Randstad Insight: “Ser” e “deve ser”

Por José Miguel Leonardo | CEO Randstad Portugal

Liderança não é um estatuto é uma competência. não está directamente relacionada com um cargo, mas cada vez mais se exige em todas as funções.

O número de livros  que aborda a liderança tornam esta competência complexa de teorizar, mas é talvez das mais claras de sempre.

O escritor Derek Sivers dá um bom exemplo do conceito de liderança no seu TED “How to start a movement” ao mostrar um vídeo num evento de música em que uma pessoa se levantava e começava a dançar de forma frenética. Todas as pessoas à volta comentavam e não tiravam os olhos. Até que uma se levanta e junta-se a ele levando a que rapidamente, de uma forma quase viral, todas as pessoas começassem a dançar. A questão, aqui, era se o líder era o primeiro indivíduo que tinha tido a coragem de ser diferente ou o segundo que acompanhou essa diferença e teve o efeito viral? A resposta parece óbvia, é o segundo, porque o líder motiva, inspira e é um exemplo. Tem a coragem, o momento e a capacidade de ser contagioso com o “walk the talk”. Provavelmente o crédito do movimento viral ficará para quem começou a dançar, mas foi o primeiro seguidor que inspirou os restantes, que liderou o grupo.

Se num vídeo parece simples compreender onde está a liderança, nas organizações esse desafio é maior. Há o “ser” e o “deve ser” e a partir daí o que se vai fazer para potenciar. No “ser” encontramos os indivíduos que se levantam e são contagiosos. Não são necessariamente directores mas têm a capacidade de propagação das mensagens e de influência. Estes “advocates”, ou embaixadores, têm de estar alinhados com a administração, permitindo contaminações positivas e funcionando de forma activa em momentos críticos. Os “deve ser” são os que ocupam funções de topo, onde a liderança deve ser parte integrante das suas competências. Poderia, de forma simplista, dizer que este “deve ser” é assegurado com a meritocracia ou assessments em processos de recrutamento e selecção. Mas sabemos que a velocidade das empresas e a realidade do mercado não é assim. As decisões muitas das vezes têm urgência ou ramificações noutras justificações, muitas vezes de cariz comercial, que não permitem o foco exclusivo na liderança. O que isto quer dizer é que em todas as empresas temos cargos de direcção que não são ocupados por líderes. E com isto não quero dizer que sejam incompetentes, têm com toda a certeza outras valências mas não lideram…

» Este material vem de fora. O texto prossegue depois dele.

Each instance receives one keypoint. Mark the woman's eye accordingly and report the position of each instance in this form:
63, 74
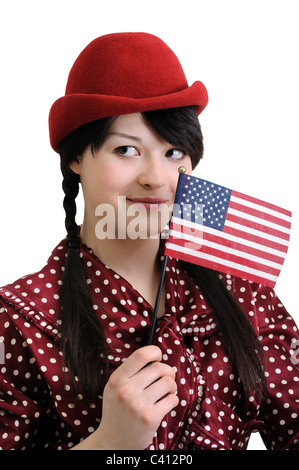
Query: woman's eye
127, 151
175, 154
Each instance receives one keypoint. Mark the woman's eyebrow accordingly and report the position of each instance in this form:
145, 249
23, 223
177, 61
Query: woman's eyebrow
120, 134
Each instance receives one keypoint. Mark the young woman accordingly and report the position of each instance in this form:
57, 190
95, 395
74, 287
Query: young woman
77, 371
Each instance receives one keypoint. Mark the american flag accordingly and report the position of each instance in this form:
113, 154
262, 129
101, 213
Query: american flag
228, 231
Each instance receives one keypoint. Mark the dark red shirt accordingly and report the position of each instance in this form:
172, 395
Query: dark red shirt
38, 411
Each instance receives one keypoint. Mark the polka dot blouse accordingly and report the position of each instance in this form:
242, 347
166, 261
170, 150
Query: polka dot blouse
37, 410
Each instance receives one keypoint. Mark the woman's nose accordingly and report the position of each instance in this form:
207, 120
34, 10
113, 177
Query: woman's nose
152, 174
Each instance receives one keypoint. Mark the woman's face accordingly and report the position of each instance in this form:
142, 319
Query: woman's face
133, 177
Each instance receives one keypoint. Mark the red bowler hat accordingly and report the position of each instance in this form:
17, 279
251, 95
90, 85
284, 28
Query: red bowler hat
122, 73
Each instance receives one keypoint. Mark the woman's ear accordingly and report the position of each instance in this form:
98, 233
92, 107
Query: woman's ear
75, 166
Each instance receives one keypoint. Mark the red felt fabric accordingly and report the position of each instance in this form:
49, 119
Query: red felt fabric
118, 74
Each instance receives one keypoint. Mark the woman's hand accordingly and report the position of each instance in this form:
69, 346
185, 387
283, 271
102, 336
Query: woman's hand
136, 398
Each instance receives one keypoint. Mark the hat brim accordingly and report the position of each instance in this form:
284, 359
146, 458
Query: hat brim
72, 111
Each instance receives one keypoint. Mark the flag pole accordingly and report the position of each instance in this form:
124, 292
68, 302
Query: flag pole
181, 169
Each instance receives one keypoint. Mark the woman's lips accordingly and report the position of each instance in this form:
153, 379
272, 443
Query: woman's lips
148, 203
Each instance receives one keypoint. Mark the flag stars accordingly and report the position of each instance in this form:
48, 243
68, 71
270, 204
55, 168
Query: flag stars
212, 198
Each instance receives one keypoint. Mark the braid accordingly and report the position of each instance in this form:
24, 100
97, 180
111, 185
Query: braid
70, 186
83, 342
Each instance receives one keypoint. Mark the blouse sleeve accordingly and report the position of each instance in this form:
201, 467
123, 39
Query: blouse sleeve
22, 397
280, 340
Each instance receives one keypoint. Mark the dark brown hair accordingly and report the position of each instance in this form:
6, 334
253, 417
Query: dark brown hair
83, 342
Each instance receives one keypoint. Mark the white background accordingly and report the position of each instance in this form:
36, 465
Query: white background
245, 52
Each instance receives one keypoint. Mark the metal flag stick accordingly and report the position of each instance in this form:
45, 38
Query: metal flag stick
154, 317
181, 169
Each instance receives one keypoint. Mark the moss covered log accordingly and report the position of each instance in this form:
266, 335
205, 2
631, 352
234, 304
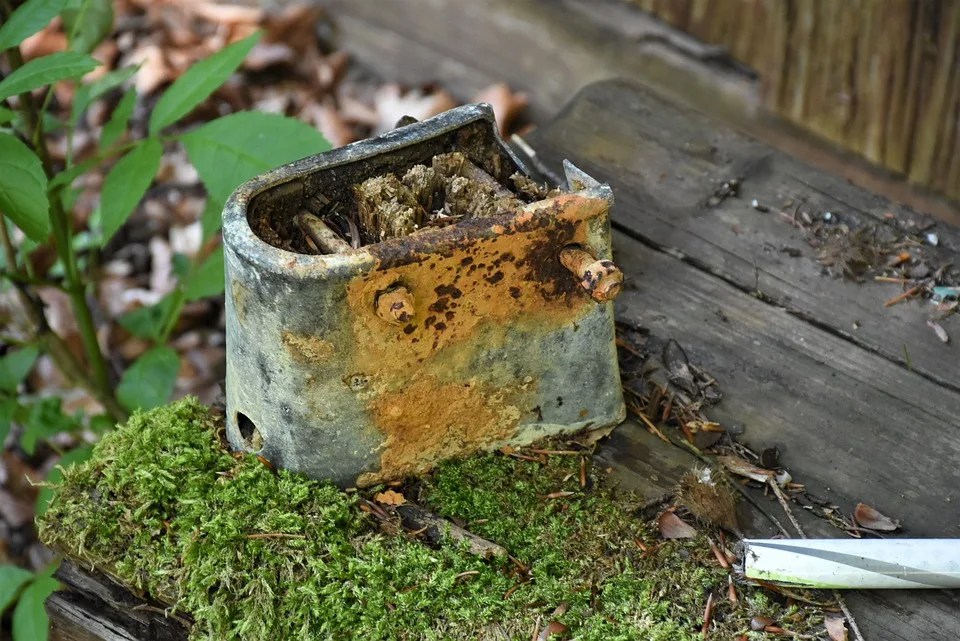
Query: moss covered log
253, 553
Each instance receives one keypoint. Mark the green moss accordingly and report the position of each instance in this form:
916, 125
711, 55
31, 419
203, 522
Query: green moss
164, 508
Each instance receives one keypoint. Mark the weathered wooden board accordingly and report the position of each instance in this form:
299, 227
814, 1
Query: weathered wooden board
91, 607
665, 161
876, 76
549, 49
852, 422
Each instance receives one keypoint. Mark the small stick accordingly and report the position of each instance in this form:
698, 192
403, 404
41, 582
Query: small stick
326, 240
438, 528
905, 295
707, 616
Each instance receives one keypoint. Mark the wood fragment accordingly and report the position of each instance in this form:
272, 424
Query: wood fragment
905, 295
707, 616
326, 240
438, 528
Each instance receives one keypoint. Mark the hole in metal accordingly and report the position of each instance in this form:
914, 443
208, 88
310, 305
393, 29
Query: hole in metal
252, 439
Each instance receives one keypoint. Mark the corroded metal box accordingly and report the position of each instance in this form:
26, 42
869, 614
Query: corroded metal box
393, 352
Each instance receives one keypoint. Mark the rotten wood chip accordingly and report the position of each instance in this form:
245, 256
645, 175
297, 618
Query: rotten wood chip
759, 623
672, 527
390, 497
553, 630
868, 517
836, 628
741, 467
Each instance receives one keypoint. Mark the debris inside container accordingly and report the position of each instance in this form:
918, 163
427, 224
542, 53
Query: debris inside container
393, 205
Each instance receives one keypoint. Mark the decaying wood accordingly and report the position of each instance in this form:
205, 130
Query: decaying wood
91, 607
878, 77
865, 93
852, 423
436, 528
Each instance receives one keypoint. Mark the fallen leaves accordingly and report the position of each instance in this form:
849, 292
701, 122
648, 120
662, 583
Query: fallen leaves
672, 527
871, 519
836, 628
390, 497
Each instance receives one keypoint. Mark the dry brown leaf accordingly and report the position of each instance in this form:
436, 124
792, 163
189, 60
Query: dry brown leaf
507, 104
740, 467
553, 630
868, 517
672, 527
326, 118
390, 497
836, 628
267, 54
223, 13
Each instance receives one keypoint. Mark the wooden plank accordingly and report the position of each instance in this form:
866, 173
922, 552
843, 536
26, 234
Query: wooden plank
851, 425
665, 161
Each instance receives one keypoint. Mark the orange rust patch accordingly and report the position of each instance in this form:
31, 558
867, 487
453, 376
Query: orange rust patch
306, 349
240, 294
469, 301
429, 420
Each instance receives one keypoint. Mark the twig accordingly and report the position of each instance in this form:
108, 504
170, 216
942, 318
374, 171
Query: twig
905, 295
63, 237
836, 593
61, 353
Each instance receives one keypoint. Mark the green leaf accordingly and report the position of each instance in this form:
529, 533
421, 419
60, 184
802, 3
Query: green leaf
47, 70
28, 19
8, 407
102, 423
237, 147
45, 420
149, 381
67, 176
15, 366
12, 579
119, 119
208, 279
55, 475
212, 217
89, 92
23, 188
30, 621
87, 23
147, 322
126, 184
199, 81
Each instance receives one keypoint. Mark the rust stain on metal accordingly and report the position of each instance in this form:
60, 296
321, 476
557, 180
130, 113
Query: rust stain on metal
307, 349
429, 420
470, 293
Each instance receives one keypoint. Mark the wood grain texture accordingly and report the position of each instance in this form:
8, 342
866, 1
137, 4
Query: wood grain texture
664, 162
877, 77
853, 424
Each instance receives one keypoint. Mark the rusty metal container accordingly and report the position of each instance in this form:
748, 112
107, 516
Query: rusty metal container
378, 361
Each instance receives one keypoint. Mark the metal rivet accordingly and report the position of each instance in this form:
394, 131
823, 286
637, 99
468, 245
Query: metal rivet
601, 278
395, 305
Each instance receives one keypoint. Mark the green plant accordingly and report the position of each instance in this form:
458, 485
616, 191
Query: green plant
37, 196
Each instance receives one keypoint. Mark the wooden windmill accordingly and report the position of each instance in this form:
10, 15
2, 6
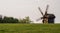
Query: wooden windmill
47, 18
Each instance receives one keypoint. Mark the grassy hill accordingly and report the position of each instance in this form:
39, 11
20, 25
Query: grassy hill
29, 28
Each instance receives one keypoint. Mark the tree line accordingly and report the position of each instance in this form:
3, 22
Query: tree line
6, 19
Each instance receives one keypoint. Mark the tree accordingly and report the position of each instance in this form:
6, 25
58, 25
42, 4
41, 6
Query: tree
25, 20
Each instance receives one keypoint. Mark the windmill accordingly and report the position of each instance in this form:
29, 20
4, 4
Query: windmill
47, 18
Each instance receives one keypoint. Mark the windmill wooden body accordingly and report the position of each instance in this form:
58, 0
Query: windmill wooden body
47, 18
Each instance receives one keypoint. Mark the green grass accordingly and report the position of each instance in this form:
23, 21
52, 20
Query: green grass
29, 28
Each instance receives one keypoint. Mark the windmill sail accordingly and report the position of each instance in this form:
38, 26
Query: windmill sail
40, 11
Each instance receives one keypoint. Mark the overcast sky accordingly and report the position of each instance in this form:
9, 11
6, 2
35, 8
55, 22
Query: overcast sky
22, 8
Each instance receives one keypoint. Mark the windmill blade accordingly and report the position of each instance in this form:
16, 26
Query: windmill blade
46, 9
40, 11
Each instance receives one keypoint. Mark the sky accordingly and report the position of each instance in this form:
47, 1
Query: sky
22, 8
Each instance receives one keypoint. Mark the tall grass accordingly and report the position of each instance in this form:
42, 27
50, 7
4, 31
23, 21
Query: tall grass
29, 28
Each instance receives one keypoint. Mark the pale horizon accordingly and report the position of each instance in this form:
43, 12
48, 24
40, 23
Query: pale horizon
22, 8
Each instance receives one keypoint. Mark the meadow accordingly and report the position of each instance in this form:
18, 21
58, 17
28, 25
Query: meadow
29, 28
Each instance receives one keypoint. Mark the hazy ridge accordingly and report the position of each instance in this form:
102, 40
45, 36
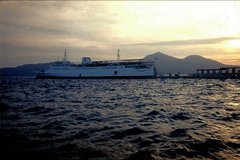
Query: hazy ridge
164, 64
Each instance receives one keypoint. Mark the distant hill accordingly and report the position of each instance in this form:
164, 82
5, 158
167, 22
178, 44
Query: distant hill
24, 70
165, 64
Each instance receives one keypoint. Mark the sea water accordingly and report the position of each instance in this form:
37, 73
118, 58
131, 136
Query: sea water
120, 119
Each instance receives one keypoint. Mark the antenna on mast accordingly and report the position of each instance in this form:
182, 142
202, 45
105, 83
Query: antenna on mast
118, 55
65, 56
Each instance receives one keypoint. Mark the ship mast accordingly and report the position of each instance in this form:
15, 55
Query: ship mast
118, 55
65, 56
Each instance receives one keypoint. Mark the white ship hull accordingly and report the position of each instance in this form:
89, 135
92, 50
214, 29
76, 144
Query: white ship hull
99, 69
97, 72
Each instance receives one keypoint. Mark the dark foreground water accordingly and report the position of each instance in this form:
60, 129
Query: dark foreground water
120, 119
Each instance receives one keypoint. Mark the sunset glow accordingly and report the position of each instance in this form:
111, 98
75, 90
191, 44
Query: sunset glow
33, 32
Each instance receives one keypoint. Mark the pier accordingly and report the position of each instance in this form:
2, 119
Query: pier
225, 72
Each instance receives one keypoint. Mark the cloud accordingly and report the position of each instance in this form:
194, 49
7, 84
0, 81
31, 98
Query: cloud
186, 42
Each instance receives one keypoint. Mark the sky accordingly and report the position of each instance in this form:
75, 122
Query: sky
39, 31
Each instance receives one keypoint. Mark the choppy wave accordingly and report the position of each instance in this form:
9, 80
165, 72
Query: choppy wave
120, 119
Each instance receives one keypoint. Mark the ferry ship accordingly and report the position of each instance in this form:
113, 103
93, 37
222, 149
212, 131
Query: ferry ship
132, 68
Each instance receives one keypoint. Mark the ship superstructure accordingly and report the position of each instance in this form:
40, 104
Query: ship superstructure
132, 68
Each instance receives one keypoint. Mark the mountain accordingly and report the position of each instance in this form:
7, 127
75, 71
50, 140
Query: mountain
24, 70
165, 64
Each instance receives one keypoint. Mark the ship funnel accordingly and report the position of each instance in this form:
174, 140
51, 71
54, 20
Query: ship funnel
86, 60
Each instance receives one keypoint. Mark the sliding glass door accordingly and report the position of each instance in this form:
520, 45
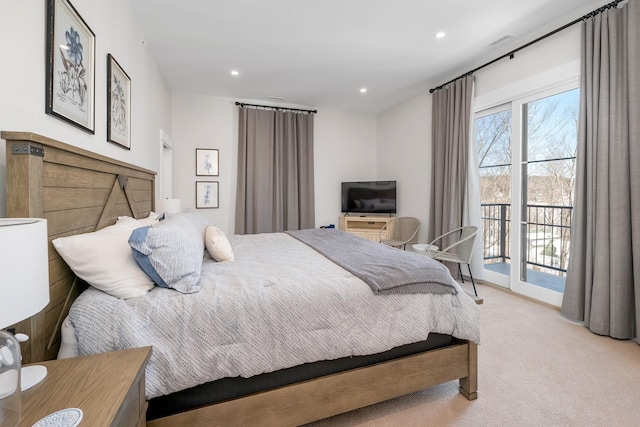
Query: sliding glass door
527, 154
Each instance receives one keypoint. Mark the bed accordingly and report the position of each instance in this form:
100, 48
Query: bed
78, 192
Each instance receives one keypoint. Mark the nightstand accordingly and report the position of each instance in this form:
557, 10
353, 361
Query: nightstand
108, 387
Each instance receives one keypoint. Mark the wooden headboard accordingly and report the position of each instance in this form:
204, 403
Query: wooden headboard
76, 191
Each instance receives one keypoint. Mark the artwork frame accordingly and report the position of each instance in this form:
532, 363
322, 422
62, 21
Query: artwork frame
118, 104
70, 68
207, 194
207, 162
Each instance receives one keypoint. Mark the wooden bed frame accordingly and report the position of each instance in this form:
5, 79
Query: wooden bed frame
78, 191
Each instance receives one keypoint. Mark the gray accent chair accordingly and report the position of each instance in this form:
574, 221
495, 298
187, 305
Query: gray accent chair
460, 249
400, 231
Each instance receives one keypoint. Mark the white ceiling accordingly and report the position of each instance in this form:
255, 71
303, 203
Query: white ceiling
320, 53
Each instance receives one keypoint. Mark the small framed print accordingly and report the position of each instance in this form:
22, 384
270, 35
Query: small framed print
206, 162
70, 70
118, 104
206, 194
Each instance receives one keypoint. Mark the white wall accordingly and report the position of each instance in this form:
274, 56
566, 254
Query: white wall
404, 154
404, 130
554, 60
344, 149
22, 81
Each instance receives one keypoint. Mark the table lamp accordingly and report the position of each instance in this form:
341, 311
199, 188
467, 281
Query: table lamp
24, 291
168, 206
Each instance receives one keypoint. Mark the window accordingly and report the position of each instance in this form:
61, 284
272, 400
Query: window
527, 159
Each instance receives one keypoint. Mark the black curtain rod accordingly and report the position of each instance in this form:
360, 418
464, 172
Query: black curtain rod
512, 53
242, 104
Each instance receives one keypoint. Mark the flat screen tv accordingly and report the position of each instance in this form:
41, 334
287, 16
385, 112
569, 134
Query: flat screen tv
368, 197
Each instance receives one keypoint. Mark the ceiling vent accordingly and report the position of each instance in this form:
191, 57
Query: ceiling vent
501, 40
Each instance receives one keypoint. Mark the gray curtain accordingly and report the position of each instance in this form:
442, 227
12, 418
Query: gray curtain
450, 138
275, 171
603, 276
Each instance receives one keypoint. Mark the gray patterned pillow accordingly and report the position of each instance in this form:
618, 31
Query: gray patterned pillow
171, 251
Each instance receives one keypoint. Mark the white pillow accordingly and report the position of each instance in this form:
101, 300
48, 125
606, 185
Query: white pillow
217, 244
105, 261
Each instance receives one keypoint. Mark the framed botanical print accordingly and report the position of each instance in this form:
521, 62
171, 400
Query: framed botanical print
71, 46
206, 162
118, 104
206, 194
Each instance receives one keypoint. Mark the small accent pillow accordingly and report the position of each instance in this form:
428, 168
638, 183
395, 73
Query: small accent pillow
103, 259
217, 244
151, 219
171, 251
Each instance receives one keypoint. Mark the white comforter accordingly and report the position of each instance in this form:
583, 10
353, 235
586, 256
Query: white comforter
278, 305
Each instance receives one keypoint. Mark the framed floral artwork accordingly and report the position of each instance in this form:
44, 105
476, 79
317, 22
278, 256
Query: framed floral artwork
71, 46
118, 104
206, 162
206, 194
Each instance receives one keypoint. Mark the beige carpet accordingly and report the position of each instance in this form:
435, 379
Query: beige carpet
535, 369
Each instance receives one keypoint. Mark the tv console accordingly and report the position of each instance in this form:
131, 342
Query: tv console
364, 226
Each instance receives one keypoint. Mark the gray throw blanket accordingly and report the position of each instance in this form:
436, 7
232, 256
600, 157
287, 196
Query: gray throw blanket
385, 269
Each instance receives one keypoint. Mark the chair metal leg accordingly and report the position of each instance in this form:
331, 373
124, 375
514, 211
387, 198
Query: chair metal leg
472, 282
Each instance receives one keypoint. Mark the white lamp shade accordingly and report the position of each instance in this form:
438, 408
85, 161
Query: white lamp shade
169, 206
24, 269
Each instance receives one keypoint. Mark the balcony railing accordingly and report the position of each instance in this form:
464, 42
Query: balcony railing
547, 235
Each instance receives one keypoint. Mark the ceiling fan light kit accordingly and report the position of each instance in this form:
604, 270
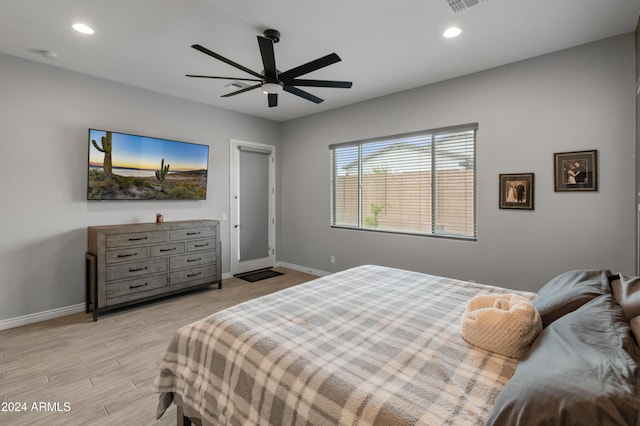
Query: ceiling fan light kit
271, 80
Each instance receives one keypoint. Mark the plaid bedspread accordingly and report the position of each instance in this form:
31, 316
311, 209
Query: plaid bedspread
368, 346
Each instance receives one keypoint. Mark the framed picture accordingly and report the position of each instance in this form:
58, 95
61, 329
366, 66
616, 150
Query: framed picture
516, 191
576, 171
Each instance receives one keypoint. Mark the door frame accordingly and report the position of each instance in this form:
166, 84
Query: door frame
234, 189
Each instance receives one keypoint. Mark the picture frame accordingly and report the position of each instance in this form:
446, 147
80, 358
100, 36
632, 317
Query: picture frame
575, 171
516, 191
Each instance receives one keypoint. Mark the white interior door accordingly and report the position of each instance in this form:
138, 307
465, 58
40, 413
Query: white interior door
252, 206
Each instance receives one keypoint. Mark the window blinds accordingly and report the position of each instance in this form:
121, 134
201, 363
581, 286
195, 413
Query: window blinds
420, 183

Mas será a liderança assim tão importante? Sabemos que os investidores, os accionistas, e os stakeholders quando se reúnem no dia D o que querem saber é dos números, não vão perguntar sobre a motivação, a inspiração ou a transpiração. Foquemo-nos nos números… Sim, foquemo-nos nos números mas vamos cada vez mais fundi-los com as acções estratégicas e motivacionais, mas vamos fundi-los com este qualitativo, sem o esquecer ou retirar importância. Ignorar a liderança, a felicidade ou a motivação é ignorar a produtividade. É como pedir resultados a uma máquina sem qualquer algoritmo ou inteligência. Pessoas motivadas e ligadas ao propósito da empresa são mais criativas, produtivas e conseguem ultrapassar os seus limites e muitas vezes ir além da ambição proposta pelo líder. Reconhecer o fator humano das organizações é identificar o que está e o que devia estar, as emoções, a inteligência emocional e o que os guia para perceber de que forma podemos juntos atingir um fim. E este exercício deve ser transversal à organização, envolvendo o CEO, que muitas vezes apesar de ter sido preparado para a função, sente-se longe, sozinho e pressionado pelos números.

Dividido entre as pessoas que vê todos os dias e aquele dia em que os números vão ditar a sua performance, a sua mcontinuidade. Algum CEO sobrevive a dois trimestres de maus resultados? Provavelmente não, ou talvez sim, mas a pressão vai aumentar, à semelhança do que acontece com o treinador de futebol que não consegue chegar aos resultados. A confiança, a ligação ao elemento humano e a humildade para que ele seja treinado e guiado no deu desenvolvimento de competências vai ser fundamental para que o CEO consiga transformar os números. E só vai conseguir fazê-lo com as pessoas, com os seus talentos, nunca sozinha ou através de processos criados e implementados, mas muitas das vezes não cumpridos. E para isso o CEO tem de ser um líder, não pode deixar de o ser.

A liderança passou a ser uma palavra banal mas isso não a esvaziou ou muito menos lhe retirou a importância.

A liderança é fundamental e deve ser cada vez mais transversal, garantindo a redução do gap entre o “ser” e o “deve ser”…

Artigo publicado na Revista Executive Digest n.º 146 de Maio de 2018.